Hello, as the title says, I was reading through the part 1of the course and i’ve reached the MNIST notebook. The only thing I cant quite grasp is why the bias is added to the weighted sum of each picture and not each pixel.

An example is:

(train_x[0]*weights.T).sum() + bias

Why is this correct and not this:

(train_x[0]*weights.T + bias).sum()

Lastly, I dont get how the dot product helps us calculate the weighted sum better than a for loop.

Also, I would like to get some further clarification as to why we choose the y=a*x + b function to predict images. Is that something standard ? Can we use others ?

Thanks in advance!

JackByte · May 4, 2021, 6:16pm

Hi elemos,

try to run the code on Google Colab or Kaggle. And inspect the shape of train_x[0], weights.T and bias. Can you figure out, why (train_x[0]*weights.T + bias).sum() won’t work?

The answer is in the script

While we could use a Python for loop to calculate the prediction for each image, that would be very slow. Because Python loops don’t run on the GPU, and because Python is a slow language for loops in general, we need to represent as much of the computation in a model as possible using higher-level functions. In this case, […] matrix multiplication

This is how a standard linear layer is computed. You can see later in the notebook, that nn.Linear (from PyTorch) is used instead of linear1. There are many different PyTorch models/layers that can be used. Convolutions for instance are used in Computer Vision a lot. But you’ll get there as soon as you dive deeper into the book.

elemeos · May 4, 2021, 6:36pm

Hello and thanks for the answer, regarding the first part i realised i meant to write

((train_x[0]*weights.T) + bias).sum()

so that the bias gets added to each weighted pixel.

I managed to figure out the second part about the matrix multiplication after I understood the shape of the tensor and how matrix multiplication works.

As for the third part I get that its a standard thing that was chosen for this example, however I cant quite grasp how summing the weighted pixels gives us a prediction. Meaning, if we multiply each pixel with their respective weight, and then sum the result from all the pixels, how does this constitute a prediction ? Thats what I really had in mind, i just phrased that really wrong.

Thank you for your answers on the rest however.

JackByte · May 6, 2021, 6:53pm

Hello again

The bias is created as a single number bias = init_params(1)… Hm first I thought this would not work because of the shapes not matching. But maybe it would still work because of broadcasting. But the formula would look different then. The w*x in the equation y=w*x+b is a matrix multiplication. A matrix multiplication in Python is done with the @ operator as seen in def linear1(xb): return xb@weights + bias. The python code (train_x[0]*weights.T).sum() is mimicking what habens if you use the matrix multiply train_x[0]@weights.

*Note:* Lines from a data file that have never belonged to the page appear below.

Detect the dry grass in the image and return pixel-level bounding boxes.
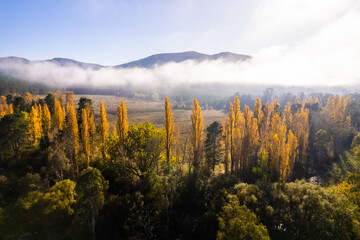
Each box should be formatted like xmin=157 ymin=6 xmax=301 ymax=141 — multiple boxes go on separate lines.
xmin=74 ymin=95 xmax=224 ymax=134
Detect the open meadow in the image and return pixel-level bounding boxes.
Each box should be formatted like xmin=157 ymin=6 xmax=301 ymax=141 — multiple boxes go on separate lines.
xmin=74 ymin=95 xmax=225 ymax=134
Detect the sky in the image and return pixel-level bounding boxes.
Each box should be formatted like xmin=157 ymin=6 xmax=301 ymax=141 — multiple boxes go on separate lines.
xmin=0 ymin=0 xmax=360 ymax=85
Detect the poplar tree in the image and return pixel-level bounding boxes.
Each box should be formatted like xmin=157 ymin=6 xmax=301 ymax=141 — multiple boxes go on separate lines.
xmin=231 ymin=96 xmax=243 ymax=174
xmin=221 ymin=116 xmax=231 ymax=173
xmin=81 ymin=108 xmax=90 ymax=167
xmin=191 ymin=98 xmax=204 ymax=170
xmin=117 ymin=99 xmax=129 ymax=145
xmin=164 ymin=97 xmax=174 ymax=163
xmin=67 ymin=102 xmax=79 ymax=173
xmin=87 ymin=108 xmax=97 ymax=160
xmin=229 ymin=103 xmax=234 ymax=173
xmin=42 ymin=103 xmax=51 ymax=137
xmin=54 ymin=98 xmax=65 ymax=131
xmin=29 ymin=105 xmax=42 ymax=144
xmin=100 ymin=102 xmax=109 ymax=158
xmin=253 ymin=97 xmax=265 ymax=135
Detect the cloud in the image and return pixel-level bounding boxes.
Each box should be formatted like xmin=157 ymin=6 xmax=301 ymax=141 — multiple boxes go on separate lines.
xmin=0 ymin=0 xmax=360 ymax=88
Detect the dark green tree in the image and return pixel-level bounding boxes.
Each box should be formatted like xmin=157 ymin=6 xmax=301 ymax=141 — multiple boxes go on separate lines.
xmin=75 ymin=167 xmax=109 ymax=239
xmin=205 ymin=121 xmax=222 ymax=171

But this will only works for the first image train_x[0]. If you wan’t to do it for the whole dataset you would have to use a for loop. But with matrix multiplication you can just train_x@weights and you will get a prediction for all images.

Try to reread the chapter and rewatch the videos… Hopefully you will find sense in my words then (train_x[0]*weights.T).sum() + bias gives you a number. Which I understand is far from being a prediction at first glance. What does it mean?! The example is a binary classification example: is it a 3, yes or no?. So how does 23.4543 help you with that?! It doesn’t (really). Thats why sigmoid is introduced, to push this number between 0 (false) and 1 (true).

olliebeannnn · January 25, 2023, 2:58pm

Is that right? I think the in example in the book, predictions are already made before introducing the sigmoid function in this cell: Google Colab

It says that “To decide if an output represents a 3 or a 7, we can just check whether it’s greater than 0.0”. Why would 0 be the cutoff at which a prediction says it’s a 3 or a 7?

UPDATE: dug around in the notebook and I think I have a clearer idea of what’s happening—0 was just an arbitrary cutoff for converting the output to a prediction. But if we had (somehow) optimised based on 0 being the cutoff, the model would have adjusted the weights to make 0 the cutoff.